Gerry, co-owner of 44|5, is a tour operator in France, but I’ve been on so many trips with him and have gotten to know him so well that I consider him a friend too. Since March, when France and the US were both in a state of lockdown, we have been exchanging regular e mails that have nothing to do with future tours. This exchange has been really good for me, allowing me to keep in contact with someone I hope to see, and ride with, again.

If you read this blog you will recall that I started lighting prayer candles in France. I do it to ask to keep Stoker and me safe. I don’t know if it does any good, but I am soothed by entering a quiet and old church (really old, our local one in Malaucene dates to 1200), dropping a couple of Euros into the coin box, and lighting two candles. It has become a daily habit when I’m cycling in Europe.

This year, of course, no prayer candles were lit. So I got the idea to ask Gerry to do it for me.

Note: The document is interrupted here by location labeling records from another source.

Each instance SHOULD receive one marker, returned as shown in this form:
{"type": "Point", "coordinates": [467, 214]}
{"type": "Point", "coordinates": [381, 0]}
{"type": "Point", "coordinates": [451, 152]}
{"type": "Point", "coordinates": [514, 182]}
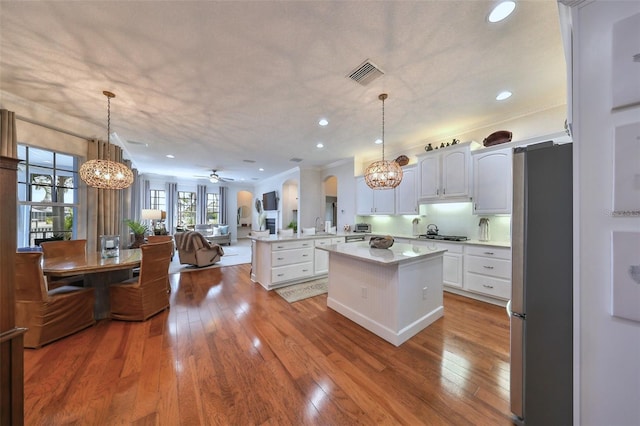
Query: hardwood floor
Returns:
{"type": "Point", "coordinates": [228, 352]}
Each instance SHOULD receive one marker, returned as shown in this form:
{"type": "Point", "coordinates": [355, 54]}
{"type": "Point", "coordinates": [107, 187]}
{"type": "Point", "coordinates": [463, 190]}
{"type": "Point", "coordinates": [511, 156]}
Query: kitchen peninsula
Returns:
{"type": "Point", "coordinates": [394, 292]}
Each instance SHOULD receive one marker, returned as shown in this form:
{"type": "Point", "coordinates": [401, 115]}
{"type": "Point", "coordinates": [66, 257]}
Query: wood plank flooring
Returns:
{"type": "Point", "coordinates": [228, 352]}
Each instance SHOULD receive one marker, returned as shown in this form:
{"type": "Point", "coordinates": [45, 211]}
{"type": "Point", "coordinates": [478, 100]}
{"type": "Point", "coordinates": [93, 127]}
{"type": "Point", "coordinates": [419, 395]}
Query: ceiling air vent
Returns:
{"type": "Point", "coordinates": [365, 73]}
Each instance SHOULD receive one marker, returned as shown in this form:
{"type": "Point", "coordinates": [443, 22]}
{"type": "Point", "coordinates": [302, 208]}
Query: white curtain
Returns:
{"type": "Point", "coordinates": [222, 201]}
{"type": "Point", "coordinates": [172, 205]}
{"type": "Point", "coordinates": [201, 204]}
{"type": "Point", "coordinates": [8, 139]}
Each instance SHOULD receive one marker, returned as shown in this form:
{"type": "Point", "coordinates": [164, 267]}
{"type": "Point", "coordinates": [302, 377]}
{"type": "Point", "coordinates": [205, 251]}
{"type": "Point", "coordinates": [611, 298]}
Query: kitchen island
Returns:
{"type": "Point", "coordinates": [394, 293]}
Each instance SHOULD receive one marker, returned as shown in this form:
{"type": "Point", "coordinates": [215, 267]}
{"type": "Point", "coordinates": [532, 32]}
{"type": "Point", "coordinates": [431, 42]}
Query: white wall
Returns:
{"type": "Point", "coordinates": [345, 191]}
{"type": "Point", "coordinates": [609, 347]}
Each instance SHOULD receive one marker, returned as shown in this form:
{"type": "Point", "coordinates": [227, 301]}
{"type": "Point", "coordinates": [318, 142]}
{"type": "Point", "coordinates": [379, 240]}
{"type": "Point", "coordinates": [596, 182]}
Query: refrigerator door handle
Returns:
{"type": "Point", "coordinates": [517, 366]}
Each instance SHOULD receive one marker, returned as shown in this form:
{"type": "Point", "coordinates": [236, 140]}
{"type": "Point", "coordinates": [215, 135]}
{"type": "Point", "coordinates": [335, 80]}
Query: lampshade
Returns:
{"type": "Point", "coordinates": [106, 174]}
{"type": "Point", "coordinates": [151, 214]}
{"type": "Point", "coordinates": [383, 174]}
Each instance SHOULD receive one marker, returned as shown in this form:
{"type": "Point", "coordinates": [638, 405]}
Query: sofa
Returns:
{"type": "Point", "coordinates": [194, 249]}
{"type": "Point", "coordinates": [214, 233]}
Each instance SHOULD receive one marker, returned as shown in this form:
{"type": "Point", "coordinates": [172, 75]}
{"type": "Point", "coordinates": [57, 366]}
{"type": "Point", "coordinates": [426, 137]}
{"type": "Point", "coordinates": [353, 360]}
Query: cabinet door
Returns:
{"type": "Point", "coordinates": [455, 173]}
{"type": "Point", "coordinates": [406, 192]}
{"type": "Point", "coordinates": [492, 182]}
{"type": "Point", "coordinates": [364, 198]}
{"type": "Point", "coordinates": [430, 176]}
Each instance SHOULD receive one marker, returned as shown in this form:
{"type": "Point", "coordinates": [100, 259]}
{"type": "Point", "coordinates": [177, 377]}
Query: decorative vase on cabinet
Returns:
{"type": "Point", "coordinates": [445, 173]}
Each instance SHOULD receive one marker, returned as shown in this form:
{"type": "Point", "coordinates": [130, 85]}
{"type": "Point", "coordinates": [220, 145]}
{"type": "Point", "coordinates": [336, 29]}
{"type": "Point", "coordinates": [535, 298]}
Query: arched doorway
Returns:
{"type": "Point", "coordinates": [243, 217]}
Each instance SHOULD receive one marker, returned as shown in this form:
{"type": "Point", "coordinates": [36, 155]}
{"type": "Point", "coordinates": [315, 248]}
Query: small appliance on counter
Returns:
{"type": "Point", "coordinates": [443, 237]}
{"type": "Point", "coordinates": [362, 227]}
{"type": "Point", "coordinates": [483, 232]}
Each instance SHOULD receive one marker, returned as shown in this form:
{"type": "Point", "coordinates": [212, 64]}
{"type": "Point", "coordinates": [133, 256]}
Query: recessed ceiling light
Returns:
{"type": "Point", "coordinates": [503, 95]}
{"type": "Point", "coordinates": [501, 11]}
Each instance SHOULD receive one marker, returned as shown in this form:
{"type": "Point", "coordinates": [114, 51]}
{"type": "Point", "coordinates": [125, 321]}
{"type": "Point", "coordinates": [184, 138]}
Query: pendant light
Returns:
{"type": "Point", "coordinates": [383, 174]}
{"type": "Point", "coordinates": [106, 174]}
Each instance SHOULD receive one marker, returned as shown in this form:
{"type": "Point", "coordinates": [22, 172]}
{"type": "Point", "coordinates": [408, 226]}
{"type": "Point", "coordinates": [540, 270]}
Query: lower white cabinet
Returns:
{"type": "Point", "coordinates": [321, 257]}
{"type": "Point", "coordinates": [488, 271]}
{"type": "Point", "coordinates": [452, 272]}
{"type": "Point", "coordinates": [279, 263]}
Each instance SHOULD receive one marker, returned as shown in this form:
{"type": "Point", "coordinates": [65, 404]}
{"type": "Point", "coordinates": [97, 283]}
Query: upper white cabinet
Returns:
{"type": "Point", "coordinates": [492, 181]}
{"type": "Point", "coordinates": [369, 201]}
{"type": "Point", "coordinates": [407, 192]}
{"type": "Point", "coordinates": [445, 174]}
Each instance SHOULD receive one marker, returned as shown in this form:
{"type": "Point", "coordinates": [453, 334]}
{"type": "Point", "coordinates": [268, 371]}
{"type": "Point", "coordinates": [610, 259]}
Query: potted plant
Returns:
{"type": "Point", "coordinates": [139, 230]}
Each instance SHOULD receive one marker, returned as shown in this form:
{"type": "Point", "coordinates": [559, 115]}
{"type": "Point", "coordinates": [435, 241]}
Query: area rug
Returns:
{"type": "Point", "coordinates": [296, 292]}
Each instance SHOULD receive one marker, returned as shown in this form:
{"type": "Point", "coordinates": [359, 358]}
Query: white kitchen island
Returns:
{"type": "Point", "coordinates": [394, 292]}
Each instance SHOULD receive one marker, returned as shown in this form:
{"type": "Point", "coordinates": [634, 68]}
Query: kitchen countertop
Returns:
{"type": "Point", "coordinates": [398, 253]}
{"type": "Point", "coordinates": [278, 238]}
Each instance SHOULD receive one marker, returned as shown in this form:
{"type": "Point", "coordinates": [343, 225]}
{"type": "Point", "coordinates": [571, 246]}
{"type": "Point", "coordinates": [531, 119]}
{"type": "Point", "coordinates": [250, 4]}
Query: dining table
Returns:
{"type": "Point", "coordinates": [99, 272]}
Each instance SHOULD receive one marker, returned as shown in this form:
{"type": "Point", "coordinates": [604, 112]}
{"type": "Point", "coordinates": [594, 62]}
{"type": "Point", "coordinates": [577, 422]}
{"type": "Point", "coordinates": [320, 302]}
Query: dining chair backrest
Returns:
{"type": "Point", "coordinates": [64, 248]}
{"type": "Point", "coordinates": [159, 238]}
{"type": "Point", "coordinates": [154, 265]}
{"type": "Point", "coordinates": [29, 281]}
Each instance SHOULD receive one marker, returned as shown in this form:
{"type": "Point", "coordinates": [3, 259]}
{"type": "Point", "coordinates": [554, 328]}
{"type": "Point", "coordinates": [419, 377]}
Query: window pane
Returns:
{"type": "Point", "coordinates": [49, 223]}
{"type": "Point", "coordinates": [40, 157]}
{"type": "Point", "coordinates": [64, 162]}
{"type": "Point", "coordinates": [41, 184]}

He obliged.

The church where Gerry did this favor for me is in the Vercors, another little mountain range in le Sud. It is only a couple of hours away from Malaucene, but I have never ridden there. Gerry says there are some fantastic roads although they are not really ‘tandem friendly’. That is ok, Stoker will allow me a couple of single bike guided rides when we get back to France…

If we ever do get back, that is. At present we are still in a state of nearly complete pandemic protocol priorities, where the government decides what we can and cannot do. And for now we cannot even go to a movie or to get a haircut, let along travel to France. I hope those candles hurry up with their good karma for a return to normal life.